Hydrogeologiebüro und Lösungswerkstatt

Lösungswerkstatt.
Mehr als Hydrogeologie.

Die Wasserversorgung ist Grundversorgung. Strategische Entscheidungen in diesem Bereich müssen daher besonders sorgfältig vorbereitet und breit abgestützt sein. Gemeinsam gestalten wir den Prozess, der Sie weiterbringt.

 

Wir fördern den Perspektivenwechsel und erweitern dabei gezielt den Lösungsraum, indem wir hydrogeologisches Expertenwissen mit Vermittlungskompetenz verbinden. Unsere Fachpersonen verfügen über eine Ausbildung in Mediation (CAS) und Erfahrung in der Konzeption und Durchführung öffentlicher Beteiligungsprozesse. Im strukturierten Dialog entwickeln wir mit den betroffenen Anspruchsgruppen gemeinsam tragfähige Lösungen – fachlich fundiert und einvernehmlich.

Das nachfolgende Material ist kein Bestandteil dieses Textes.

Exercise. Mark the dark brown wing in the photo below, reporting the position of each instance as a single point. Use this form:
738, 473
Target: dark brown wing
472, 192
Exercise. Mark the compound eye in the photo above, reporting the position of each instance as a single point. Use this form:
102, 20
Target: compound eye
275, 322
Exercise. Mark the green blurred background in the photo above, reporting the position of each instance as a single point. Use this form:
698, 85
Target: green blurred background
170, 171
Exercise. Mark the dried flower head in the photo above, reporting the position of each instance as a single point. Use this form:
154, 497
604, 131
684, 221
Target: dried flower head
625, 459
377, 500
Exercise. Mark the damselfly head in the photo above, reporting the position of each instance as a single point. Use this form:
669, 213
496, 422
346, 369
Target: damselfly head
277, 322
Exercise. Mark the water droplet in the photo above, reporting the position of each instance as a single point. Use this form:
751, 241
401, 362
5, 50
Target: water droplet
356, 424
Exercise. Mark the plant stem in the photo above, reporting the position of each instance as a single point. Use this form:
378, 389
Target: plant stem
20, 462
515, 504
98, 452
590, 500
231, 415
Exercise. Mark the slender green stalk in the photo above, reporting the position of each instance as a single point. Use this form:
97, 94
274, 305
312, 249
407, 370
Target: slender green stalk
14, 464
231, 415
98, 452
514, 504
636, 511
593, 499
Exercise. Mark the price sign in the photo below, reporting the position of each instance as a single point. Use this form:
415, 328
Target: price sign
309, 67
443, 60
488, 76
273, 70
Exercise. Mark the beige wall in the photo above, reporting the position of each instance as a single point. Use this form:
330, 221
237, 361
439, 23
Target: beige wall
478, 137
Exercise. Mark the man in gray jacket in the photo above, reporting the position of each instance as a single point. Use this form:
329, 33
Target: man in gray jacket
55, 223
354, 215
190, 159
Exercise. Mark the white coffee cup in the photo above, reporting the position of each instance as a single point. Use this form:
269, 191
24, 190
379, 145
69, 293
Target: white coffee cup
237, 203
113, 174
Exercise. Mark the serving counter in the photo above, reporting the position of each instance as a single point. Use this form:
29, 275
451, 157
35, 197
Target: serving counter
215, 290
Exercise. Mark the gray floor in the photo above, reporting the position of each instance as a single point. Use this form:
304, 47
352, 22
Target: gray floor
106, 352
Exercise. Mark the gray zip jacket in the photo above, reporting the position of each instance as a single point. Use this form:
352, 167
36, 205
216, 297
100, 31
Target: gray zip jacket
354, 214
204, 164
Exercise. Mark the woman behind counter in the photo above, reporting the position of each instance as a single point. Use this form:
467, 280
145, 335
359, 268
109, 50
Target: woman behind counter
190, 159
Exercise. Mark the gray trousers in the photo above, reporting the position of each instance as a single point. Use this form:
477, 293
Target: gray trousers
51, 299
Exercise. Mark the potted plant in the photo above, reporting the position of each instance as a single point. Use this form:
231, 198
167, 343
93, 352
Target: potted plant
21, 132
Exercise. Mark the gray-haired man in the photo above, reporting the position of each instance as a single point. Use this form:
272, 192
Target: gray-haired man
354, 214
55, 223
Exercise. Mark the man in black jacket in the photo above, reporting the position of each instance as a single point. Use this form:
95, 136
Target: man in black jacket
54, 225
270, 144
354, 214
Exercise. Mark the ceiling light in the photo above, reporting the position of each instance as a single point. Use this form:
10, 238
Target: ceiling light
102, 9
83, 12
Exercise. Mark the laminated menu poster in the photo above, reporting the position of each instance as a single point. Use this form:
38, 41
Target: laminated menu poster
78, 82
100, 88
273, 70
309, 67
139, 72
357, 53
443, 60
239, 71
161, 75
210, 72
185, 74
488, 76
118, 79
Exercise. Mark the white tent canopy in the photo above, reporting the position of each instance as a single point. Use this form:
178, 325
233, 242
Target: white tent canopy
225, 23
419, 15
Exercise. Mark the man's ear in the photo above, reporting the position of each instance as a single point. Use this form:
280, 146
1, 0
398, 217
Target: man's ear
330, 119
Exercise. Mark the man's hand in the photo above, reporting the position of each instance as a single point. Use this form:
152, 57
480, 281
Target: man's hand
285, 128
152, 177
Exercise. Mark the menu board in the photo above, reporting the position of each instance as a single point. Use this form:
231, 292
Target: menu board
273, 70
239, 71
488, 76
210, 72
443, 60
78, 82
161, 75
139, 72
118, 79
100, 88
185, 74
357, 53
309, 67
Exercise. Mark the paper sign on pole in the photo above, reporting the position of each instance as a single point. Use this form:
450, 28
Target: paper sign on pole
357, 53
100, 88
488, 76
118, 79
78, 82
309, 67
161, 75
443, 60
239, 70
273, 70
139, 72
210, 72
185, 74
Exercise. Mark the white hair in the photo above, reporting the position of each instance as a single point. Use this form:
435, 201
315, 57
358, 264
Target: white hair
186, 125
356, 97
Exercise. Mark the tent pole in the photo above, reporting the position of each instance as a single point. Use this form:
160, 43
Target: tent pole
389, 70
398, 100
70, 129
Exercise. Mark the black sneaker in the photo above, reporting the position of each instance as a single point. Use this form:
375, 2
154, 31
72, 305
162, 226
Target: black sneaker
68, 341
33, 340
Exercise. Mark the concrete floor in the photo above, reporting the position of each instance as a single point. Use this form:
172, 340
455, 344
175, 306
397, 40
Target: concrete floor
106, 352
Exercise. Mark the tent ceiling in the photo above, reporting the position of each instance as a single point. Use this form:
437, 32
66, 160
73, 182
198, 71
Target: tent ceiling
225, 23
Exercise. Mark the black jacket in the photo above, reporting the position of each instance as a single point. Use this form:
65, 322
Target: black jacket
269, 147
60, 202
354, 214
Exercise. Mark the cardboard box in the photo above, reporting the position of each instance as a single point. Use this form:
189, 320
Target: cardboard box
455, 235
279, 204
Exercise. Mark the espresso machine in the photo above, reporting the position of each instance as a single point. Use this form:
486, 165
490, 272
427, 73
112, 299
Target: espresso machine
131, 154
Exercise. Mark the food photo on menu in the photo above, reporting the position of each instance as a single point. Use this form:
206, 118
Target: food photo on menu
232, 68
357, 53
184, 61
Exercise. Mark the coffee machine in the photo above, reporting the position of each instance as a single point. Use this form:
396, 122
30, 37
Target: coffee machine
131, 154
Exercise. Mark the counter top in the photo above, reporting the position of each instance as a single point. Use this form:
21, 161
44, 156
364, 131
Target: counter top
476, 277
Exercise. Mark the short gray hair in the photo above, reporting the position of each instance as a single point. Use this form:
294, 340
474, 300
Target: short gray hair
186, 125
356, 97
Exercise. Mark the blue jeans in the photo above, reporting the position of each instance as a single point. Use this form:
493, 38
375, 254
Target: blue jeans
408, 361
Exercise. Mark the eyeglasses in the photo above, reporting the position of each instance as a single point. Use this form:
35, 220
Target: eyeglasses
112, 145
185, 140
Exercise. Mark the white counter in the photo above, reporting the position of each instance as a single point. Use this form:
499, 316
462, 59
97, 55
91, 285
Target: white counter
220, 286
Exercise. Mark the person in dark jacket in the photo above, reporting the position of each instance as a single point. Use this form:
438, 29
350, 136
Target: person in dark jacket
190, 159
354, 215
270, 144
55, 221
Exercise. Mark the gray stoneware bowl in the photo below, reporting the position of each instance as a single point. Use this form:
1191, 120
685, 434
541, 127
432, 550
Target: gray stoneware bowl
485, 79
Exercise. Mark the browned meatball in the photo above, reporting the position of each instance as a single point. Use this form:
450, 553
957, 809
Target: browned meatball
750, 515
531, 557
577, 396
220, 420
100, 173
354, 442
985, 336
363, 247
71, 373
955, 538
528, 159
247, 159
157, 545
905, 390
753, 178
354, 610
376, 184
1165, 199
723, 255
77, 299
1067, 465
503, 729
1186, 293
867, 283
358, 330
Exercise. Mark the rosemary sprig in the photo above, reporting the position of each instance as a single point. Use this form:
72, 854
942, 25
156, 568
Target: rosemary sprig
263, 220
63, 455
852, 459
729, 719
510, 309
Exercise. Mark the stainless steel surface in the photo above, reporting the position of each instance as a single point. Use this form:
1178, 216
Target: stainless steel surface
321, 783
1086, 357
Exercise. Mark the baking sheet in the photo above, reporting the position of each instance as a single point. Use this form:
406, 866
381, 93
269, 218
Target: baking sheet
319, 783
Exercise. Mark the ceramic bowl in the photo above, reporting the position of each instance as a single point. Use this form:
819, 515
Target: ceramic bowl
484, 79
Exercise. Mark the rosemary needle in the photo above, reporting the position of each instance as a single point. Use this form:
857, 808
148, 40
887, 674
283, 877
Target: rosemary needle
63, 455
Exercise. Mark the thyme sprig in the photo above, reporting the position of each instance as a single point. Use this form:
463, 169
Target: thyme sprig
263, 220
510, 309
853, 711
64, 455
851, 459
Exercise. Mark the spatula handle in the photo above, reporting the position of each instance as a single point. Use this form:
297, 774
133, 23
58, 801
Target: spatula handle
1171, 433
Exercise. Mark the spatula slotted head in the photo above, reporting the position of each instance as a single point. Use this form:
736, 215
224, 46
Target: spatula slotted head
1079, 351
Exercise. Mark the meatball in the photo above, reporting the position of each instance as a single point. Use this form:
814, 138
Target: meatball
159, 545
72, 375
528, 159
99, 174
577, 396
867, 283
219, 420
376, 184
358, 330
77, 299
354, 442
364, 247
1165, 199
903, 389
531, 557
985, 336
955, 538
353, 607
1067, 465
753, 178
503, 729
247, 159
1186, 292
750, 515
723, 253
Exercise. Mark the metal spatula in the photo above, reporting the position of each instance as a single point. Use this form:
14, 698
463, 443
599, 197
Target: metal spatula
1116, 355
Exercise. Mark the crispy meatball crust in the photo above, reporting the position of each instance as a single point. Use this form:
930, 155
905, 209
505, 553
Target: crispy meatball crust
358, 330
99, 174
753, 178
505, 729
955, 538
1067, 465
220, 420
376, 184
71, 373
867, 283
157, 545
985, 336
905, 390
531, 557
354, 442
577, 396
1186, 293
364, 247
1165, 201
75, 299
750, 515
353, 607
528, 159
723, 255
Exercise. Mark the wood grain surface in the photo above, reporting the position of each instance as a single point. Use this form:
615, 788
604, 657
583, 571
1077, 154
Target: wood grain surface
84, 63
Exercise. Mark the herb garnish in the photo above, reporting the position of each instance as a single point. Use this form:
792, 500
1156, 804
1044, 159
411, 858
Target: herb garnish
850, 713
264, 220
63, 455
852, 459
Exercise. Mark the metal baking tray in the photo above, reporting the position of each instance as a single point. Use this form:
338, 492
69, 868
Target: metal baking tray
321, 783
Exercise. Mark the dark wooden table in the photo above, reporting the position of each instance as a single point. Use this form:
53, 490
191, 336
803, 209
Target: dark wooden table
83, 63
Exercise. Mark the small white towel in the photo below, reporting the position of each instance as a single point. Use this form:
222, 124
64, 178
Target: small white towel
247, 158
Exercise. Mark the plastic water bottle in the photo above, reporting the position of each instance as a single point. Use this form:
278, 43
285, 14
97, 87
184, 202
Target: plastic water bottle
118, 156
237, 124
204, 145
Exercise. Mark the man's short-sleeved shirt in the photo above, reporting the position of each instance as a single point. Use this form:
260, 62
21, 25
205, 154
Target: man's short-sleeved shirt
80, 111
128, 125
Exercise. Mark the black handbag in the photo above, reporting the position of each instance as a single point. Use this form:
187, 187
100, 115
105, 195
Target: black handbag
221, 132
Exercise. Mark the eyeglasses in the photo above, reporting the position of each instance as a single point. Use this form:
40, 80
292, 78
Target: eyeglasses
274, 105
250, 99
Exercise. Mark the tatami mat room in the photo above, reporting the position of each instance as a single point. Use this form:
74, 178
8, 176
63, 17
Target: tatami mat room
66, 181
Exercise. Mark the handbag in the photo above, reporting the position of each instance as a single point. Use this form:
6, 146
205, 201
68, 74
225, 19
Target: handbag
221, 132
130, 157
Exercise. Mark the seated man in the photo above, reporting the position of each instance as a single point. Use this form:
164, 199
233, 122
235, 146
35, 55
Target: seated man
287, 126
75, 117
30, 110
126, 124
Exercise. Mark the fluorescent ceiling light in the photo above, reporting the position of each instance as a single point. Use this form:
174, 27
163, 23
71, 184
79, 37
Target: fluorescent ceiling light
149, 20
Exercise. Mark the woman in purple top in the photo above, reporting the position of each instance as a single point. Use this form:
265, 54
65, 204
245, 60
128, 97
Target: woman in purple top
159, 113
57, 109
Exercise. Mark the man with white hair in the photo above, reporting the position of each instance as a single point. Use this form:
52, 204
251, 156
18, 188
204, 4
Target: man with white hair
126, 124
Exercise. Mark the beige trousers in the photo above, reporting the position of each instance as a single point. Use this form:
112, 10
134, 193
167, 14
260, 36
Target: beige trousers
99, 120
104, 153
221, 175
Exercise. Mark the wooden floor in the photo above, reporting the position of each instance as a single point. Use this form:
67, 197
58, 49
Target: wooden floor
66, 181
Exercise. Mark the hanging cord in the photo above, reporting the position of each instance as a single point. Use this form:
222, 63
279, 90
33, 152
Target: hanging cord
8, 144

In diesem Rahmen unterstützen wir Bauherrschaften, Gemeinden und Projektverantwortliche bei wasserrelevanten Vorhaben. Wir begleiten Projekte frühzeitig an den Schnittstellen zwischen Planung, Bewilligung und Umsetzung und helfen, Konfliktpotenziale zu erkennen, einzuordnen und konstruktiv zu bearbeiten.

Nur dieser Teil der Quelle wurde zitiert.